Confession time: I recently had the opportunity to be like Saban in a week 17 championship game, and I declined. I stuck with the okay quarterback who had gotten me there (Brees) instead of the guy with more upside (Garoppolo). It was like if Alabama had stuck with Hurts in the second half because he had been good all year and maybe he'd come through again.
So I stuck with Brees, and Garoppolo outscored him by four points. Doesn't sound like much, but we've all seen games that have turned on less. We've seen championships that have been decided by fewer than four points. I thought Garoppolo was better, but I didn't pull the trigger. I just stuck with the same guy because, well, just because. I didn't make the move because I didn't want to risk being wrong, and it cost me four points.
I'll skip to the end of the story: I won anyway. It didn't matter, but in hindsight I think it did matter. If it had cost me the title, it would have been because I knew the right move and simply didn't make it. What kind of way is that to run a team? Nick Saban wouldn't have hesitated, but I did. Right or wrong, he made a bold decision and stuck with it. He ran his team better than I ran mine, and I plan to learn from that decision going forward.

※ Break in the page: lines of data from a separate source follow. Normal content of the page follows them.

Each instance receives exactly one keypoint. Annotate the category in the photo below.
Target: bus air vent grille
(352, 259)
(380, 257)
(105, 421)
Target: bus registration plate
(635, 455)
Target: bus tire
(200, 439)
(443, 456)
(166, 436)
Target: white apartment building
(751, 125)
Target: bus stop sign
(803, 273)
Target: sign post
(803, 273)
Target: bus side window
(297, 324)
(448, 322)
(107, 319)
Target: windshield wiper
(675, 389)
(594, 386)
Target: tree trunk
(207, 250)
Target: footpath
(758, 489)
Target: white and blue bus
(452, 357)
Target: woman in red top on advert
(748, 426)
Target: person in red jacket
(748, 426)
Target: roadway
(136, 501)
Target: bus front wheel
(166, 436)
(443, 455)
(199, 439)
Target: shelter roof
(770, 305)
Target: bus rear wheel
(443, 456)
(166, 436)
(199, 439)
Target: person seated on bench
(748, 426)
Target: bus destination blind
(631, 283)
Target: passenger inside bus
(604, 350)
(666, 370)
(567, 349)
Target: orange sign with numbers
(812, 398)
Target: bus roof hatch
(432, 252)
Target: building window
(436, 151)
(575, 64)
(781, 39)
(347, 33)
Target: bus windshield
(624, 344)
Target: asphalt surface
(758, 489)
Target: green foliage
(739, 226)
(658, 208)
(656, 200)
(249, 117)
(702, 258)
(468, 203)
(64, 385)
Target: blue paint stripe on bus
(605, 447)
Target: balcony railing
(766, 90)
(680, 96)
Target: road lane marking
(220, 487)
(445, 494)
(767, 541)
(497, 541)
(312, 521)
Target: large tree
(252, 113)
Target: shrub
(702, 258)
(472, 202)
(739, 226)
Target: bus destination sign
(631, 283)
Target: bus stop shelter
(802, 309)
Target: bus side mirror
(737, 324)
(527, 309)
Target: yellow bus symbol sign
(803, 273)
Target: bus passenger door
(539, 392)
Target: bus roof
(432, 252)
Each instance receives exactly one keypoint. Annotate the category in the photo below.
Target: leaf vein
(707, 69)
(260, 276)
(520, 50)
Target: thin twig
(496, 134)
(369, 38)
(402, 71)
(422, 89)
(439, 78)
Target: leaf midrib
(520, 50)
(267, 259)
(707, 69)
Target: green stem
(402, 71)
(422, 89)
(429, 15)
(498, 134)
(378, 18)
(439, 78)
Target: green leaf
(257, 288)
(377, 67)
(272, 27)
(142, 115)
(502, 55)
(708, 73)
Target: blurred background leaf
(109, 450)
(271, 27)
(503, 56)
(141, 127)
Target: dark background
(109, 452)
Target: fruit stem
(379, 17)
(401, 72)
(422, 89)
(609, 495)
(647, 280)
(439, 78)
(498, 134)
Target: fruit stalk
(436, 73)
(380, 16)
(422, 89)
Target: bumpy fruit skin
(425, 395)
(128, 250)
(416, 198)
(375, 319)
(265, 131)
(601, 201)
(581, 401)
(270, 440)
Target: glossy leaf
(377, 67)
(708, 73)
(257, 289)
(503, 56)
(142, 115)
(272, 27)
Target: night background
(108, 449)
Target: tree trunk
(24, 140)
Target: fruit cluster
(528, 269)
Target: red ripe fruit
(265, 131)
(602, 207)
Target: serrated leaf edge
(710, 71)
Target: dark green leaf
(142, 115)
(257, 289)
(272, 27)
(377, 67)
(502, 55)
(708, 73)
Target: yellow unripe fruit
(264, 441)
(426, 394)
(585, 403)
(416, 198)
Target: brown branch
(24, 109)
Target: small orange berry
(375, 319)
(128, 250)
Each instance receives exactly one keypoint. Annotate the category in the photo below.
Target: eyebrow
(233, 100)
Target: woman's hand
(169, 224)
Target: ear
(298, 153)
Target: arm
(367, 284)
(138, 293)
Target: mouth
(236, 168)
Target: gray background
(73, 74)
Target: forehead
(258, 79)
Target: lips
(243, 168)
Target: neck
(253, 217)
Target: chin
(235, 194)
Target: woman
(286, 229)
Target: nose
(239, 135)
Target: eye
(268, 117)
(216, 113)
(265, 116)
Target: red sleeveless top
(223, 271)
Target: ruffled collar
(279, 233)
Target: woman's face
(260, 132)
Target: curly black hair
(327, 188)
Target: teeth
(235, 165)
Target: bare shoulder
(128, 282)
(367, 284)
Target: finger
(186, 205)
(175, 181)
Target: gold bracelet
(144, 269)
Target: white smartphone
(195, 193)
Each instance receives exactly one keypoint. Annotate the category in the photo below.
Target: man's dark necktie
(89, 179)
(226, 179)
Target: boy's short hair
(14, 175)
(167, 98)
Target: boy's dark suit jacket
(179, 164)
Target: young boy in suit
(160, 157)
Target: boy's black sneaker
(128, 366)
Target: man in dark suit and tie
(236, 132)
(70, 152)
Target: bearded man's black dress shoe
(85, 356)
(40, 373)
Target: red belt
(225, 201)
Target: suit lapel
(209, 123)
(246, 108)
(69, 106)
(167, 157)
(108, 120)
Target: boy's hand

Try as we might, we'll never make our game just like the real thing. But it can be valuable to find strategies and lessons that might actually translate to both games. Maybe there will be more lessons this weekend. I'll be watching, and I hope you will, too.
Have you ever learned anything watching a football game that helped you in fantasy? Do you usually make gutsy calls, or stick with the tried-and-true option? Share your thoughts below.